Field boundary, Canshanavoe, Co. Cork
Co. Cork |
Ritual/Ceremonial
On the lower southern slopes of Canshanavoe Mountain in west Cork, turf-cutting has slowly uncovered a wall that had no business still being there.
Buried beneath the bog for centuries, a relict stone field boundary now sits exposed on the mineral soil beneath, running roughly forty metres north to south, its stones set at right angles to the old boundary line and largely swallowed still by heather and gorse. It is not dramatic in appearance; at roughly seventy centimetres thick and thirty centimetres high, it reads less as a wall than as a long, interrupted suggestion of one.
What makes it quietly remarkable is what its survival implies.
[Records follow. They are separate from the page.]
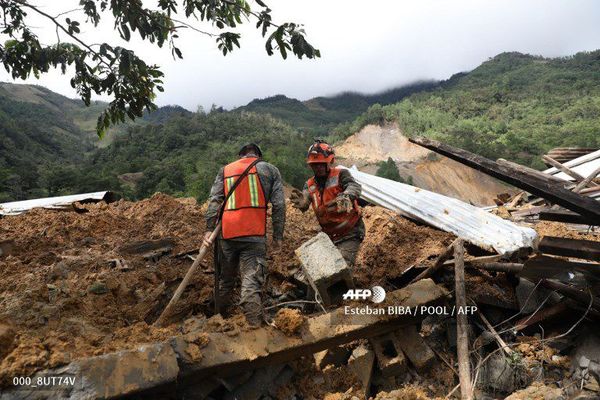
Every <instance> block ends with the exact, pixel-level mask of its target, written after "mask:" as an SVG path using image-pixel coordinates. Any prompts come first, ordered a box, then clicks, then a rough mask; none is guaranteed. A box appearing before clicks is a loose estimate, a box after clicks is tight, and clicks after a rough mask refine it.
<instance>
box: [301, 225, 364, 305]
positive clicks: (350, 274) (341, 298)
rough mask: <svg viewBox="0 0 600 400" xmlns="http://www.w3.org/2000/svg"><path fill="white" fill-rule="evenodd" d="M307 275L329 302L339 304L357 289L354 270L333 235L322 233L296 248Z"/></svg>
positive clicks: (322, 298)
mask: <svg viewBox="0 0 600 400" xmlns="http://www.w3.org/2000/svg"><path fill="white" fill-rule="evenodd" d="M296 255H297V256H298V258H299V259H300V262H301V263H302V270H303V271H304V276H305V277H306V279H307V280H308V281H309V283H310V285H311V286H312V288H313V289H314V290H315V291H316V292H317V293H319V295H320V296H321V299H322V300H323V303H324V304H325V305H327V306H328V305H332V304H338V303H340V302H341V301H342V296H343V295H344V293H346V292H347V291H348V289H350V288H354V282H353V281H352V272H351V271H350V268H349V267H348V264H346V261H345V260H344V258H343V257H342V254H341V253H340V252H339V250H338V249H337V248H336V247H335V245H334V244H333V242H332V241H331V239H329V236H327V235H326V234H325V233H323V232H320V233H319V234H318V235H317V236H315V237H313V238H312V239H310V240H308V241H306V242H305V243H304V244H303V245H302V246H300V247H299V248H297V249H296Z"/></svg>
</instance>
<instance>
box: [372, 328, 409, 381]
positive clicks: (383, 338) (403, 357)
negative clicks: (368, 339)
mask: <svg viewBox="0 0 600 400" xmlns="http://www.w3.org/2000/svg"><path fill="white" fill-rule="evenodd" d="M370 342H371V346H373V350H374V351H375V357H376V358H377V365H378V366H379V370H380V371H381V375H382V376H384V377H389V376H398V375H400V374H402V373H403V372H406V369H407V366H406V357H404V353H403V352H402V347H400V343H399V340H398V338H397V337H396V336H395V335H394V334H393V333H391V332H390V333H388V334H386V335H383V336H378V337H375V338H371V339H370Z"/></svg>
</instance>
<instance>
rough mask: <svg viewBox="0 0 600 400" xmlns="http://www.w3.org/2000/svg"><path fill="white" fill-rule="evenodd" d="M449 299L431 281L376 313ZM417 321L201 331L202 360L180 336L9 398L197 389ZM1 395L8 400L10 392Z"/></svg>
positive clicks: (393, 318) (445, 293)
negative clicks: (287, 333)
mask: <svg viewBox="0 0 600 400" xmlns="http://www.w3.org/2000/svg"><path fill="white" fill-rule="evenodd" d="M447 295H448V292H447V291H446V290H445V289H444V288H443V287H442V286H438V285H436V284H435V283H434V282H433V281H432V280H431V279H424V280H421V281H419V282H417V283H414V284H412V285H409V286H407V287H405V288H403V289H400V290H396V291H393V292H389V293H388V294H387V297H386V300H385V301H384V302H383V303H381V304H380V305H378V307H381V308H385V309H387V307H388V306H390V305H395V306H402V307H411V308H415V307H418V306H421V305H436V304H440V303H441V302H442V301H444V300H445V298H446V297H447ZM423 317H424V315H423V316H421V315H398V314H393V315H387V314H383V315H382V314H374V315H361V316H360V317H357V316H354V315H347V314H346V313H345V311H344V308H338V309H336V310H333V311H331V312H329V313H326V314H322V315H319V316H316V317H313V318H309V319H307V321H306V323H305V325H304V326H303V328H302V330H301V331H300V333H299V335H298V336H294V337H288V336H286V335H285V334H283V333H282V332H280V331H279V330H276V329H273V328H272V327H265V328H260V329H256V330H252V331H242V332H240V333H239V334H238V335H236V336H235V337H232V336H231V335H230V334H228V333H227V332H225V333H224V332H213V333H206V339H207V340H208V344H207V345H206V346H205V347H202V348H201V357H195V358H194V357H190V355H189V354H188V352H187V349H188V348H189V346H196V347H198V345H196V344H195V343H189V342H188V341H186V340H185V337H183V336H178V337H175V338H172V339H171V340H168V341H166V342H163V343H155V344H151V345H144V346H140V347H138V348H136V349H133V350H127V351H121V352H116V353H110V354H106V355H103V356H98V357H91V358H86V359H80V360H76V361H73V362H72V363H71V364H69V365H67V366H65V367H62V368H60V369H54V370H46V371H41V372H39V373H38V374H37V375H36V376H47V377H50V376H59V377H60V376H62V377H69V378H74V379H75V383H74V384H73V385H71V386H68V387H66V388H65V387H59V386H56V387H54V388H53V389H52V390H53V391H52V393H51V394H46V395H45V396H41V397H35V396H36V394H35V393H34V392H33V391H31V392H27V393H25V392H23V391H22V389H19V393H18V396H16V395H15V396H16V397H17V398H21V397H26V396H29V397H28V398H32V399H36V398H48V397H52V398H57V397H58V398H63V397H74V398H111V397H119V396H126V395H130V394H136V393H138V394H140V395H144V394H147V395H152V394H155V393H157V391H159V390H163V391H164V390H166V389H168V390H177V387H184V386H186V385H188V384H190V385H191V384H199V383H200V382H202V381H203V380H209V379H212V378H214V377H228V376H233V375H238V374H240V373H243V372H245V371H252V370H255V369H257V368H260V367H264V366H267V365H276V364H282V363H285V362H286V361H290V360H293V359H296V358H299V357H301V356H304V355H306V354H314V353H315V352H318V351H321V350H325V349H327V348H330V347H333V346H338V345H341V344H344V343H349V342H351V341H353V340H356V339H360V338H368V337H372V336H380V335H382V334H385V333H388V332H392V331H394V330H396V329H398V328H399V327H401V326H405V325H409V324H416V323H418V322H419V321H420V320H421V319H422V318H423ZM188 335H190V333H188ZM165 388H166V389H165ZM6 393H7V396H10V395H12V394H14V393H16V392H15V391H14V390H13V391H10V392H6ZM22 394H23V395H22ZM3 395H4V393H3ZM15 396H13V397H15ZM9 398H11V397H9Z"/></svg>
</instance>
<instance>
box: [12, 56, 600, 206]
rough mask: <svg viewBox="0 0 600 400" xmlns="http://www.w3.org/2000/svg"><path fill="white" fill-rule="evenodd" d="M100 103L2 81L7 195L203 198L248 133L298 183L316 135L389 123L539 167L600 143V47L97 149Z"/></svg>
mask: <svg viewBox="0 0 600 400" xmlns="http://www.w3.org/2000/svg"><path fill="white" fill-rule="evenodd" d="M407 96H408V97H407ZM398 99H400V101H398ZM381 104H388V105H381ZM102 107H104V104H102V103H96V104H94V105H93V106H92V107H91V108H85V107H83V104H82V103H81V102H80V101H78V100H71V99H67V98H65V97H63V96H60V95H57V94H55V93H52V92H51V91H49V90H47V89H44V88H41V87H38V86H30V85H11V84H1V86H0V137H1V139H2V140H1V141H0V201H11V200H20V199H25V198H34V197H41V196H48V195H59V194H69V193H77V192H80V193H81V192H88V191H95V190H106V189H110V190H114V191H117V192H120V193H121V194H123V195H125V196H127V197H129V198H141V197H145V196H149V195H151V194H152V193H154V192H155V191H162V192H165V193H169V194H175V195H185V196H194V197H197V198H198V199H200V200H203V199H205V198H206V197H207V196H208V190H209V188H210V185H211V184H212V181H213V180H214V176H215V174H216V173H217V171H218V169H219V168H220V167H221V166H222V165H224V164H226V163H228V162H230V161H232V160H233V159H234V158H235V154H236V153H237V150H238V147H239V146H240V145H241V144H242V143H244V142H247V141H257V142H259V143H260V144H261V146H263V147H264V152H265V158H266V159H267V160H268V161H270V162H272V163H274V164H275V165H277V166H278V167H279V168H280V170H281V172H282V175H283V178H284V180H286V181H287V182H288V183H290V184H292V185H294V186H301V185H302V183H303V181H304V179H305V177H306V176H307V175H308V169H307V168H306V166H305V164H304V156H305V152H306V149H307V148H308V146H309V144H310V143H311V141H312V138H313V137H314V136H316V135H323V136H325V134H327V133H328V137H329V139H330V140H331V141H335V140H339V139H343V138H345V137H347V136H349V135H351V134H353V133H355V132H357V131H358V130H359V129H360V128H362V127H363V126H365V125H367V124H382V123H385V122H391V121H395V122H397V123H398V124H399V126H400V128H401V129H402V131H403V132H404V133H405V134H406V135H408V136H414V135H426V136H430V137H434V138H437V139H439V140H442V141H444V142H447V143H450V144H453V145H456V146H458V147H461V148H465V149H467V150H470V151H473V152H475V153H479V154H482V155H484V156H487V157H490V158H494V159H495V158H499V157H504V158H507V159H510V160H515V161H517V162H520V163H524V164H528V165H532V166H534V167H541V166H542V165H541V162H540V161H539V158H540V157H539V156H540V155H542V154H544V153H545V152H546V151H547V150H549V149H550V148H553V147H557V146H583V147H600V51H595V52H591V53H579V54H576V55H575V56H572V57H566V58H557V59H547V58H542V57H535V56H529V55H523V54H519V53H504V54H500V55H498V56H496V57H494V58H493V59H490V60H488V61H487V62H485V63H483V64H482V65H481V66H479V67H478V68H476V69H475V70H473V71H471V72H468V73H460V74H456V75H454V76H453V77H451V78H450V79H448V80H447V81H443V82H441V83H437V84H436V83H418V84H415V85H412V86H407V87H404V88H400V89H396V90H393V91H389V92H386V93H383V94H379V95H373V96H365V95H359V94H355V93H344V94H341V95H338V96H333V97H317V98H314V99H311V100H308V101H305V102H301V101H298V100H294V99H289V98H287V97H285V96H282V95H279V96H274V97H270V98H267V99H262V100H254V101H252V102H251V103H249V104H248V105H247V106H245V107H241V108H238V109H235V110H232V111H225V110H223V109H222V108H217V107H215V108H214V109H213V110H211V112H209V113H204V112H197V113H190V112H188V111H186V110H185V109H182V108H181V107H178V106H169V107H163V108H161V109H159V110H158V112H155V113H153V114H151V115H148V116H146V117H145V118H143V119H141V120H140V122H138V123H136V124H135V125H133V124H130V125H127V126H121V127H120V128H119V129H121V130H122V131H121V132H120V133H118V134H113V135H112V136H111V138H110V139H111V140H110V141H108V142H107V145H106V146H105V147H98V145H97V143H98V141H97V139H95V138H94V134H93V130H94V126H95V119H96V117H97V116H98V114H99V111H100V110H101V109H102ZM365 110H366V111H365ZM363 111H364V112H363ZM361 112H362V114H361ZM357 115H358V117H356V116H357ZM353 118H354V120H352V119H353ZM340 122H342V123H341V124H339V123H340ZM336 124H337V125H336ZM334 125H335V127H334V128H331V129H330V127H332V126H334ZM92 139H93V140H92Z"/></svg>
Bogs grow slowly and incrementally, layer by layer, and for a field boundary to be preserved beneath one, it must predate the bog's formation at that particular spot, meaning the land was once open, dry, and actively farmed before the waterlogged conditions took over. The boundary lies close to a togher, which is a wooden trackway typically constructed to allow passage across boggy or marshy ground, suggesting this whole area was once a working agricultural landscape before the bog advanced. The Adrigole River valley stretches away to the south, and the slopes here would have offered reasonable grazing ground before the conditions changed. Cutaway bog, where the upper layers of peat have been removed through turf-cutting, frequently exposes these kinds of pre-bog features, returning them briefly to the surface after an absence that can span thousands of years.